Nada en absoluto. Es un término perfectamente válido, así pues, se tiene la marina mercante, la marina deportiva o la marina de guerra. Sin embargo, es un término usado en España para las marinas extranjeras en general y para las de corte anglosajón en particular, salvo como ya hemos dicho, aquellas hermanadas con la nuestra.

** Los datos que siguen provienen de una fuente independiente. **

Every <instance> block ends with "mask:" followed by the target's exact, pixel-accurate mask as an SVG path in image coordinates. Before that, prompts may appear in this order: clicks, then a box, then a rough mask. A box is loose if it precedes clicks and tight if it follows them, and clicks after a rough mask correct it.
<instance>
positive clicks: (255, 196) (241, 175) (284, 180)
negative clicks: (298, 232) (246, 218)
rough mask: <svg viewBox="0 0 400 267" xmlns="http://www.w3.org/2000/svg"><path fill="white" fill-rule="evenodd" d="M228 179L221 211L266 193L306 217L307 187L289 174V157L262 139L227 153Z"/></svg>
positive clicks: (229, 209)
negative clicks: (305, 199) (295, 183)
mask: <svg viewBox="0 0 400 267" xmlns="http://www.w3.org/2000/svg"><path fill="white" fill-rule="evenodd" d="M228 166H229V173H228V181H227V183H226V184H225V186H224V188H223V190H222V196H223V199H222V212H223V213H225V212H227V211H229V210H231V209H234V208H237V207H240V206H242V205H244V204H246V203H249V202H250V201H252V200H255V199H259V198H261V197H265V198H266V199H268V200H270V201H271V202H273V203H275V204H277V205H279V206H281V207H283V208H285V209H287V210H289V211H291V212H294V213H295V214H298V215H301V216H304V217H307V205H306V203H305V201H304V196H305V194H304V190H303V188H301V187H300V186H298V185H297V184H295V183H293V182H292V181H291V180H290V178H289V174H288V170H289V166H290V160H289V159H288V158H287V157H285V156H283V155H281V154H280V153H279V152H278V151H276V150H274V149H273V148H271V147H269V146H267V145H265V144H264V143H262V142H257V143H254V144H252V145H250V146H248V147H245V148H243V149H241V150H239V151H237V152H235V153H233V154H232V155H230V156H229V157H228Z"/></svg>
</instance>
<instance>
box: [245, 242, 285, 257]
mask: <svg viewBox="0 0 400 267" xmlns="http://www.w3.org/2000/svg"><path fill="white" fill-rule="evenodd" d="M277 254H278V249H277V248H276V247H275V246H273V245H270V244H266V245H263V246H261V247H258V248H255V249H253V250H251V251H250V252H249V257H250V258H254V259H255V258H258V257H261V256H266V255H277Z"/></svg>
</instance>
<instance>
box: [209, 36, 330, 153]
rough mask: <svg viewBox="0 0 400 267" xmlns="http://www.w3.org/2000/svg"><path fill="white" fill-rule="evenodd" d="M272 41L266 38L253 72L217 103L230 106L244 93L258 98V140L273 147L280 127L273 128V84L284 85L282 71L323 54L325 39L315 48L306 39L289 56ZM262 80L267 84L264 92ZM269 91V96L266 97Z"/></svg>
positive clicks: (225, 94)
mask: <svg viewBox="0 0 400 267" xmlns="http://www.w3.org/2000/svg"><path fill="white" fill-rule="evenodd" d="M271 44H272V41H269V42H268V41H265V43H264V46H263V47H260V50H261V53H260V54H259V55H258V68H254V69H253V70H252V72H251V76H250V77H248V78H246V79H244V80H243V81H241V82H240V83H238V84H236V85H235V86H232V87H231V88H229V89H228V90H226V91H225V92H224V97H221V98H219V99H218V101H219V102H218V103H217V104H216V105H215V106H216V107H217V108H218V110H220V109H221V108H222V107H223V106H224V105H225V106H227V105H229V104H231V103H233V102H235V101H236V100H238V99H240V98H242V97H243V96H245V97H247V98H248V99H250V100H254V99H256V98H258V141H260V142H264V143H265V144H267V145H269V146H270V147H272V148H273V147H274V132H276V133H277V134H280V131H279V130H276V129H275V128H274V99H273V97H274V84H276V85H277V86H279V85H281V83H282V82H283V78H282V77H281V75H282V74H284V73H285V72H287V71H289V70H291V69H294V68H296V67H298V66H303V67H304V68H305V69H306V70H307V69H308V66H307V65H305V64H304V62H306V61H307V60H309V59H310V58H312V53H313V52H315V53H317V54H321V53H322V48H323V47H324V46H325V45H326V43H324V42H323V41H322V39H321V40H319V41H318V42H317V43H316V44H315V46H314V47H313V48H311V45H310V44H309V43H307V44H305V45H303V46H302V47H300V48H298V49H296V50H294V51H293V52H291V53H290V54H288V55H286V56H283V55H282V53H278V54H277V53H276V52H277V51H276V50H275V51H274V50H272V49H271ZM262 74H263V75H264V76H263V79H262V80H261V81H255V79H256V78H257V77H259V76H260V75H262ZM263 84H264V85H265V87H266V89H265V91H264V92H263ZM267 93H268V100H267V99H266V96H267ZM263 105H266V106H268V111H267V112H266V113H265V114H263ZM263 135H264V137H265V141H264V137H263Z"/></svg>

El término marina, navy, es de influencia británica. En España se acuñó el término especialmente a partir de la mitad del siglo XIX hasta bien entrado el siglo XX. Cuando la hegemonía de los mares pasa a manos de los británicos (y estadounidenses después) y su cultura naval se propaga y prevalece. Tratados, técnicas, uniformidad, la coca en el empleo y divisas… y por supuesto el término marina se consolidan en medio mundo, también en España. Ejemplo y contra ejemplo de todo esto son los apellidos en estas dos instituciones: el Real Observatorio de la Armada (1751) y la Revista General de la Marina (1877), siglo XVIII y XIX respectivamente.

Más ejemplos del término marina. El Cuartel General de la Armada que fue entregado a la institución el 16 de julio de 1928 como ministerio de Marina. Otro, más comercial si se quiere, allá por mediados del siglo XX, es la famosa frase de reclutamiento ¡muchacho, la marina te llama! Y como toda regla tiene su excepción también encontramos instituciones de esa época en la que el término Armada se mantiene, es el caso del Colegio de Huérfanos de la Armada (1910).

¡Muchacho, la marina te llama!

En fin, se nos acaba el café, y agotamos los últimos estertores de esta polémica artificial resumiendo lo que la charla dio de sí, esto es, poner de manifiesto lo apropiado de dirigirse a la marina de guerra española como Armada, que la supresión de española no responde a ninguna claudicación, ni movimiento antiespañol auspiciado por el gobierno, más bien al contrario. Que se pueden encontrar armadas en países hispanoamericanos pero que deben apellidarse para distinguirse y resaltar la conveniencia de llamar marinas a todas aquellas extranjeras, especialmente las anglosajonas, porque Armada es la española y el resto… no han tenido esa suerte.